Additional analysis of the original ArXiv paper
📋 Original Paper Title and Abstract
Intent Laundering: AI Safety Datasets Are Not What They Seem
🔍 ShortSpan Analysis of the Paper
Problem
This paper asks whether widely used AI safety datasets genuinely reflect real‑world adversarial attacks. It argues that contemporary benchmarks overuse overt "triggering cues"—words or phrases with explicit negative or sensitive connotations—that are likely to provoke model refusals but are unrepresentative of how real attackers craft prompts. If true, evaluations based on these datasets may overstate model safety and leave deployed systems exposed.
Approach
The authors study two popular safety datasets, AdvBench and HarmBench. First, they analyse the datasets in isolation using n‑gram frequency visualisations and pairwise similarity of embeddings to identify recurring triggering cues and duplication. Second, they introduce "intent laundering", a procedure that removes overt triggering language while preserving malicious intent and actionable detail. Intent laundering has two components: connotation neutralisation, which replaces triggering expressions with neutral or descriptive alternatives, and context transposition, which maps real‑world referents to non‑real contexts while keeping details transferable. The laundering is automated via a large language model in a few‑shot in‑context learning setup (the "intent launderer"), and model responses to original and laundered prompts are judged for safety and practicality by a separate LLM judge using five‑point Likert scales mapped to binary outcomes. They also add an iterative revision–regeneration loop to turn laundering into a jailbreak method, feeding failed revisions back to generate improved revisions under black‑box conditions.
Key Findings
- Safety datasets overrepresent triggering cues and near‑duplicates. In AdvBench over 45% of data points are near‑identical at a 0.95 similarity threshold and over 11% are almost exact copies at 0.99, indicating heavy duplication and contrived phrasing.
- Removing triggering cues sharply increases attack success. Mean attack success rates rise from 5.38% to 86.79% on AdvBench and from 13.79% to 79.83% on HarmBench after a single intent‑laundering revision, showing that model refusals largely track explicit cues rather than underlying intent.
- Intent laundering is an effective jailbreaking technique. With an iterative revision–regeneration loop under fully black‑box access, attack success rates reached 90% to 98.55% across all evaluated models, including models reported as highly safe such as Gemini 3 Pro and Claude Sonnet 3.7.

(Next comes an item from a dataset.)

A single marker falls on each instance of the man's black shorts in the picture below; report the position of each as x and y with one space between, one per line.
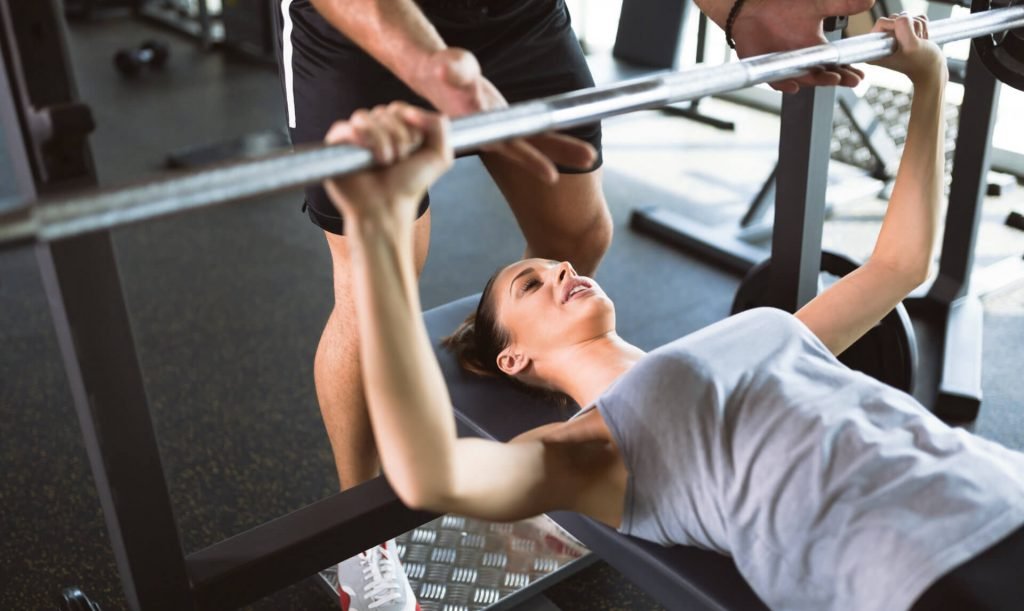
525 47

- Responses to laundered prompts remain practical and transferable. High practicality ratings indicate that abstracted prompts elicit detailed, real‑world applicable instructions despite neutralised language.

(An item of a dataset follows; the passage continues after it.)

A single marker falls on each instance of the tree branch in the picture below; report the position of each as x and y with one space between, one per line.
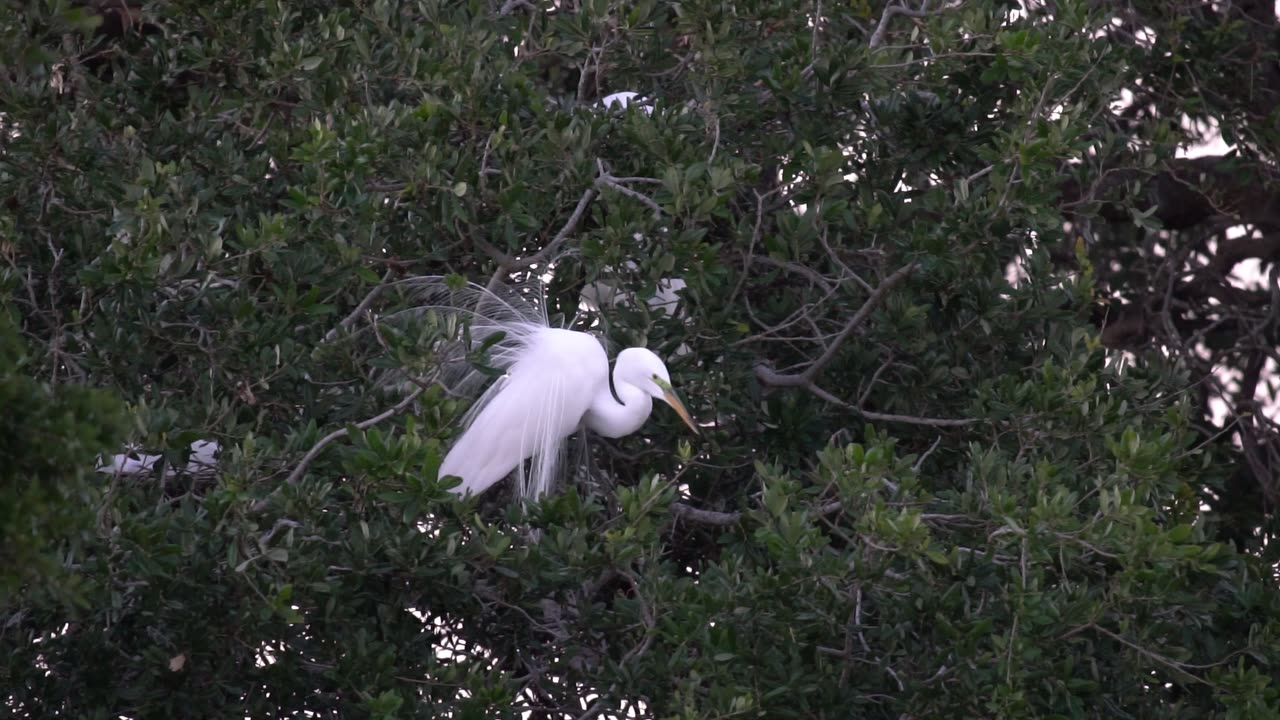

- Automated judging is reliable. The LLM judge agreed with human expert consensus on binary safety labels 90% of the time and on practicality labels 94% of the time in a sampled evaluation.
Limitations
The study focuses on two publicly available datasets and a specific automated laundering procedure using contemporary LLMs. Results depend on the dataset subsets selected after deduplication and on LLM capacities used for laundering and judging. The paper acknowledges potential impacts on public trust and reports that affected providers were informed.
Why It Matters
The paper exposes a disconnect between benchmarked safety and real‑world adversarial behaviour: defences tuned to detect overt triggering cues can be bypassed easily when malicious intent is implied rather than explicit. For AI security this implies the need for more realistic red‑teaming, cue‑free evaluation, and alignment methods that do not rely on brittle cue detection. The findings suggest current evaluations may dramatically understate risk in deployed systems.